La tarea central en este momento: volver al campo

Por: Juan Sebastián Quintero Mendoza


Opinión. En un momento tan delicado como el que vive la humanidad, Colombia está reconociendo, más que nunca, el papel primordial que juega el campesino, en nuestra sociedad; desde luego, cumplen una labor digna de gratitud y de los más justos reconocimientos.

Es un momento histórico que tiene que servir, no solo para hacerle un reconocimiento, agradecerle por el esfuerzo diario –por lo general en condiciones difíciles– para lograr cosechar sus productos, sino para mirar a conciencia la situación de este sector clave de economía nacional.
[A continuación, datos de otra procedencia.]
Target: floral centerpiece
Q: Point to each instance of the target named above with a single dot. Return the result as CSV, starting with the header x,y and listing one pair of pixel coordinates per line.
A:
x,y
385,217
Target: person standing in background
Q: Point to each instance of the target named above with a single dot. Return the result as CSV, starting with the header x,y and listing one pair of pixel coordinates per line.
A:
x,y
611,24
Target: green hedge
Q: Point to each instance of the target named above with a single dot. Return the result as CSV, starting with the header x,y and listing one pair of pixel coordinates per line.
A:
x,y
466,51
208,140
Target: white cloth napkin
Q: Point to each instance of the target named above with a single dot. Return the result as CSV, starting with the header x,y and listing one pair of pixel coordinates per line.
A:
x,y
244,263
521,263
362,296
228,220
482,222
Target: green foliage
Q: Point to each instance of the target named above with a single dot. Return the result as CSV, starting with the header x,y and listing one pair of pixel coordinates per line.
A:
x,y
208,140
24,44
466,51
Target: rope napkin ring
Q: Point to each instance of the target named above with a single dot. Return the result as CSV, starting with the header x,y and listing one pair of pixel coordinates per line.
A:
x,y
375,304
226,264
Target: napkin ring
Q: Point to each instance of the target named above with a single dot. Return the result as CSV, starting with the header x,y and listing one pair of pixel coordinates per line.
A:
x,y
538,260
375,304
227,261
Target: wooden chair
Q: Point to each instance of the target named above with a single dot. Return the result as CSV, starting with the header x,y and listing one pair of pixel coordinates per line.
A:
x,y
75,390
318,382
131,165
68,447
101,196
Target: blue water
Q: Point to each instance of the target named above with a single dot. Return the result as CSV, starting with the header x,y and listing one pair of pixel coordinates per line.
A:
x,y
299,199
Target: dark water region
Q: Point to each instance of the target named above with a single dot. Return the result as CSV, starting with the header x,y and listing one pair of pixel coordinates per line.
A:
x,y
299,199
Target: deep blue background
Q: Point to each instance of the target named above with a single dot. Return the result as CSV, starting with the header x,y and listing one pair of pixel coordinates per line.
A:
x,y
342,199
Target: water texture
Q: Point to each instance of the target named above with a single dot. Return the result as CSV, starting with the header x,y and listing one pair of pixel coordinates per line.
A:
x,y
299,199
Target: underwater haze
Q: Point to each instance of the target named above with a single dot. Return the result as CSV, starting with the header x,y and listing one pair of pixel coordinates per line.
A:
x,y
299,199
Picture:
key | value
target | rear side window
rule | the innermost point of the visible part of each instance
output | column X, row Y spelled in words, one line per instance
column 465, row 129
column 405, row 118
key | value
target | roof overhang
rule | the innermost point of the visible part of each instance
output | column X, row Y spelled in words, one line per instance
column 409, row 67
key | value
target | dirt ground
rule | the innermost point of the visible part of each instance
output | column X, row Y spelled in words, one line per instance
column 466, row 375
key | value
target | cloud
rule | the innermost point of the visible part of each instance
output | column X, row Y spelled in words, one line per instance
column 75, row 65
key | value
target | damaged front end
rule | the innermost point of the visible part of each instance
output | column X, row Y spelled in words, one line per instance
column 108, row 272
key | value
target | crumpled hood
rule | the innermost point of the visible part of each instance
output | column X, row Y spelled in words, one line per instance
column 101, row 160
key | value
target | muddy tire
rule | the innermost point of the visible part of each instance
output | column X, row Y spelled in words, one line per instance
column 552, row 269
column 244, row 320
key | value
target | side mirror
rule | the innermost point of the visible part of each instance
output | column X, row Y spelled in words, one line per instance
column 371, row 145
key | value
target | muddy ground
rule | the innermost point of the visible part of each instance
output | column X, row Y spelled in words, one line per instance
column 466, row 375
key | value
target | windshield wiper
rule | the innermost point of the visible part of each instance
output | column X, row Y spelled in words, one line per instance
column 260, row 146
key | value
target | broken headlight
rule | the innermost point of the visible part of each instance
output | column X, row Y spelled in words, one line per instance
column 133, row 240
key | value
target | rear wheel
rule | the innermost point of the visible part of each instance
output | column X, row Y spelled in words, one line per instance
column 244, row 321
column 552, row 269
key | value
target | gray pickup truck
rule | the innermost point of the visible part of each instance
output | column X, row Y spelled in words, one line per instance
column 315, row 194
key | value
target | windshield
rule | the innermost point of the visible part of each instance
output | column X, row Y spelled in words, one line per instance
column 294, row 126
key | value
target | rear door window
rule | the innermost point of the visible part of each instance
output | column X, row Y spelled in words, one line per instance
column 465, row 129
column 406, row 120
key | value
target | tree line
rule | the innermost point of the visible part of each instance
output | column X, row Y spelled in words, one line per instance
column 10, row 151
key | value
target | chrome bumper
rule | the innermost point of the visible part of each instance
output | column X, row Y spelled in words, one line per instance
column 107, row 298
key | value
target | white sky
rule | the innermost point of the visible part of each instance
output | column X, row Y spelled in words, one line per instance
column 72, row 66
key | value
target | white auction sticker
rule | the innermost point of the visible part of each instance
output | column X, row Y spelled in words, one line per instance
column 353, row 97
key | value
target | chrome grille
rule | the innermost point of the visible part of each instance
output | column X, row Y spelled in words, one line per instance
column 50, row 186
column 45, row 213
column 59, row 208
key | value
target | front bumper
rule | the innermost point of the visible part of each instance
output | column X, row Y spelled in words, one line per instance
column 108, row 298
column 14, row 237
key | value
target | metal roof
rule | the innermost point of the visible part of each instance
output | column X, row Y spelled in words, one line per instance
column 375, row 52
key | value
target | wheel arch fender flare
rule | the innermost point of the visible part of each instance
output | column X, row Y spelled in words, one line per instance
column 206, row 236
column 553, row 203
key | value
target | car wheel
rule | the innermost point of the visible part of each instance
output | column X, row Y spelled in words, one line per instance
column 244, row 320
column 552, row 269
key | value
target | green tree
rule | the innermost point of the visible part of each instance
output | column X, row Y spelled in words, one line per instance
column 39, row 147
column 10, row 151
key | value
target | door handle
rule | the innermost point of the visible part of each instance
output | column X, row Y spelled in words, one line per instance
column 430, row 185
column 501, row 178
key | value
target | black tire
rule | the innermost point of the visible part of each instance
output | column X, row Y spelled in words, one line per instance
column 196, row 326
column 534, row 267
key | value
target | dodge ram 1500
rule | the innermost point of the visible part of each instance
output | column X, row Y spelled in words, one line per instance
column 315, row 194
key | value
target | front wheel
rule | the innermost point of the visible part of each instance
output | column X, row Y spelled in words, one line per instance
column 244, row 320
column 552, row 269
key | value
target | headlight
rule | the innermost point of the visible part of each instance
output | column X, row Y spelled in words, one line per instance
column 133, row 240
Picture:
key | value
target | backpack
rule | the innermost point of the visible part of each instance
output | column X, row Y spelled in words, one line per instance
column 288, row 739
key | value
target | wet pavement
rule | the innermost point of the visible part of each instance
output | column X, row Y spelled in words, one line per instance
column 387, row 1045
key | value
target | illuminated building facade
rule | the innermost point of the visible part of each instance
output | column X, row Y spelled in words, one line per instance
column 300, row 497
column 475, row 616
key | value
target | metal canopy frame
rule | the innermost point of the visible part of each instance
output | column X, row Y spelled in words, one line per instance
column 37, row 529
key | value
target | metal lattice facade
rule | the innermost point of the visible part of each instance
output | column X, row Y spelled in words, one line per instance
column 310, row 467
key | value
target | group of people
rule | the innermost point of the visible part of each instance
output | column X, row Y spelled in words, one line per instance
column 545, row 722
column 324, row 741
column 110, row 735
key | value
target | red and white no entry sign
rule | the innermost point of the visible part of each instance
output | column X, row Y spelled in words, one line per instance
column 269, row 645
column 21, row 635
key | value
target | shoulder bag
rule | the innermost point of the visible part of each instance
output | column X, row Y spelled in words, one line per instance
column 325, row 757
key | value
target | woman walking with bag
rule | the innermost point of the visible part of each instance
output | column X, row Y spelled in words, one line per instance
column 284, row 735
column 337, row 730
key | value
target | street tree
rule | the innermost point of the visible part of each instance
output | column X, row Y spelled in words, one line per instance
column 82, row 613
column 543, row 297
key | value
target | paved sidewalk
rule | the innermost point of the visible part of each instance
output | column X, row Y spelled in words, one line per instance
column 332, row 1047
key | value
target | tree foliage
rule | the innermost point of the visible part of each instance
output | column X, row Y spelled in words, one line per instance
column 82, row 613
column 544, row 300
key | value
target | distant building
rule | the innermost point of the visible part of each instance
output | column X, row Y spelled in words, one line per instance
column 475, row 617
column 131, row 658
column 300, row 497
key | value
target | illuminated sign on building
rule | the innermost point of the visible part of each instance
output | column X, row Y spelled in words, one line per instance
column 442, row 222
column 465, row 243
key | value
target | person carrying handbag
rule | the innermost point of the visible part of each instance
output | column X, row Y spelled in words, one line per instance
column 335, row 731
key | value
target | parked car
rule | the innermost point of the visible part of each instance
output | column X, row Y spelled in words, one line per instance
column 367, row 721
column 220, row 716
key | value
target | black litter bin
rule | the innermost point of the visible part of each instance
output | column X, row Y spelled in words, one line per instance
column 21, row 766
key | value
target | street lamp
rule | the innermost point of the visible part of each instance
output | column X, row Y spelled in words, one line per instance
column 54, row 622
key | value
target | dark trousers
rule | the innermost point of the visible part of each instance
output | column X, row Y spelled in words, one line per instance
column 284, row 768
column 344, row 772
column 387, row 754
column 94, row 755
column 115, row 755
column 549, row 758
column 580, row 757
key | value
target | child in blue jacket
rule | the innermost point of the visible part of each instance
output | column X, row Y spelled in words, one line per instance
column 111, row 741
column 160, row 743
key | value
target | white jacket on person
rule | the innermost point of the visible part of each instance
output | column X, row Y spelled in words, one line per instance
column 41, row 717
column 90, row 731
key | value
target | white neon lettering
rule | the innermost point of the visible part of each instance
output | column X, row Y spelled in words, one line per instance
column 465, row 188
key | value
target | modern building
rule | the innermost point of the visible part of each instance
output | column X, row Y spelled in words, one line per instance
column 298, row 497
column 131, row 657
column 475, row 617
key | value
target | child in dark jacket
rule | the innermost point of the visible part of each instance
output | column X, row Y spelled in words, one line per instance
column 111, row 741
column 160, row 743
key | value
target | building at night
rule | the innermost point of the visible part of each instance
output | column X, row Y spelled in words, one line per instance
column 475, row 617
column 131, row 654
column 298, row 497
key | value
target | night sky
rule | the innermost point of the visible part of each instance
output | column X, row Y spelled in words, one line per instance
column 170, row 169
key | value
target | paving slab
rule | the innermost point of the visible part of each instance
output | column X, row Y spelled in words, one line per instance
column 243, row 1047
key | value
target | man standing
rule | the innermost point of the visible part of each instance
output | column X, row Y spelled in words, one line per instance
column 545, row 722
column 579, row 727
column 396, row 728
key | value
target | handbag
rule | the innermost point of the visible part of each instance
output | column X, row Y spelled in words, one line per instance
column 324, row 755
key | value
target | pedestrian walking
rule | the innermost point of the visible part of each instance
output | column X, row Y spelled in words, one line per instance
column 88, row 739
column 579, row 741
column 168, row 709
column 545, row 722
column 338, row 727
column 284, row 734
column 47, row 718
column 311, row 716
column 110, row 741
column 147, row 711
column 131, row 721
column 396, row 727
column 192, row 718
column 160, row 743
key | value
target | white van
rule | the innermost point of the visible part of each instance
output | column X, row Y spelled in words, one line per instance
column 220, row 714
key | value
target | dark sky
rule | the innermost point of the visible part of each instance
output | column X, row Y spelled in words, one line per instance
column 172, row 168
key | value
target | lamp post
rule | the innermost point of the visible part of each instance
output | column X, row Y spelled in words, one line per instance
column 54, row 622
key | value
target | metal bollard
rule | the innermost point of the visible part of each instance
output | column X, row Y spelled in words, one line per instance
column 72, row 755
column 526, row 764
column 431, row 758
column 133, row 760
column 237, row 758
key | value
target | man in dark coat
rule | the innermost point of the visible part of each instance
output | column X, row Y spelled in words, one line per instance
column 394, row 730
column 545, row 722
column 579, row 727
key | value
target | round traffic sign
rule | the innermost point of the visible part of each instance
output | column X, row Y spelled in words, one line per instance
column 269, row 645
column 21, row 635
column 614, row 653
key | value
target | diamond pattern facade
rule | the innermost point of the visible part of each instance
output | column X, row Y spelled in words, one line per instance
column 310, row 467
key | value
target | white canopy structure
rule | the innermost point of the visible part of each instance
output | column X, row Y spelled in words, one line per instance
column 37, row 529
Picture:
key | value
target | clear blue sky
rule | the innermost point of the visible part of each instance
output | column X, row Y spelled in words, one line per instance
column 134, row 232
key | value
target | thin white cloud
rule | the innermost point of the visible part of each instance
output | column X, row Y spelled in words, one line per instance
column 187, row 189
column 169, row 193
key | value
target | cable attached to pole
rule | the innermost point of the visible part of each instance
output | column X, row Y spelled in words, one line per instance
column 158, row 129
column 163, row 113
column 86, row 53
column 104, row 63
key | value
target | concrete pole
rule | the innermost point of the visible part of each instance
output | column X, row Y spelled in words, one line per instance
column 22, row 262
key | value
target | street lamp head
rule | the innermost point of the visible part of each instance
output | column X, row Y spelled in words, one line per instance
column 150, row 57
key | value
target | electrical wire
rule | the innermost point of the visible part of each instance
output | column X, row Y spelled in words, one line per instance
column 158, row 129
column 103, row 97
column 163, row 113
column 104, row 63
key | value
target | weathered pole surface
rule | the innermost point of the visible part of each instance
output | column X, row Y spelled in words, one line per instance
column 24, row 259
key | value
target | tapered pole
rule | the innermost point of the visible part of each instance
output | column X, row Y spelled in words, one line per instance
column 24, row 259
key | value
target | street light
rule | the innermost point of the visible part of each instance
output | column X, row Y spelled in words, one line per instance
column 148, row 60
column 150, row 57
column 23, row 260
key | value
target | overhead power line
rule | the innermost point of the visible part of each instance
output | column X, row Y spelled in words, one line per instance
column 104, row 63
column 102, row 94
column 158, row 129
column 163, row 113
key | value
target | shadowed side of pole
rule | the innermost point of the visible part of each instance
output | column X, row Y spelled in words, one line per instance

El campesinado es un eslabón vital en la sociedad. Ahora, desde el encierro al que nos tiene sometidos esta feroz pandemia del covid-19, tal vez hayamos valorado mejor el trabajo de estos aguerridos seres que producen los alimentos que nos llegan a la mesa cada día.

De hecho, si algo ha dejado claro el confinamiento, es el aporte crucial del agro en la respuesta social y económica a la crisis. Precisamente, el de agricultura y ganadería registró un positivo crecimiento de 6,8 por ciento en el PIB del país en el primer semestre de este año.

Es hora de mirar con detenimiento las condiciones actuales del sector agropecuario en todos sus aspectos. Desde las políticas gubernamentales, no apenas en aspectos de productividad, sino en lo social, en salud, en educación, en comunicaciones, oportunidades, en programas de protección a la mujer y a la infancia, etc. Es decir, lo que debe ser la presencia general de Estado, a la cual tiene derecho la sociedad.

Es innegable que hay más conciencia sobre el campo. Se ha venido avanzando en mejorar algunos aspectos. Es importante la titulación de las propiedades. La Agencia Nacional de Tierras, ha informado que en lo que va de este gobierno se han regularizado y entregado más de 17.000 títulos de propiedad. Este es un paso esencial. Lo mismo el programa ‘Coseche, venda a la fija’, que busca que los labriegos tengan, de antemano, un comprador formal para vender a precios más justos sus productos. En esto hay que proseguir para combatir la intermediación, que ha sido un clamor de los labriegos.

Pero hay aún muchas falencias que llevan a que el campo no sea atractivo para la juventud, que prefiere emigrar a las ciudades, donde tiene mejores oportunidades educativas, por ejemplo, aunque muchas veces termina engrosando las filas del llamado rebusque. Y eso es grave. Según el DANE, de los 48 millones largos de colombianos, 11 millones viven en el sector rural. Y se habla de que un gran porcentaje tiene más de 50 años.

El hecho es que se necesita un agro fortalecido, rentable, atractivo, con campesinos orgullosos, con mejores vías de acceso para sacar sus productos; programas más cercanos de asistencia técnica sobre el terreno; en muchas zonas, mayor seguridad, pues las economías ilegales son un verdadero azote y motivo de desplazamiento.

El camino es cuesta arriba, pero el campo colombiano, por lo que se ve desde el confinamiento, va a ser el aire fresco y la esperanza para este país y para nuestro departamento bendecido por tierras fértiles.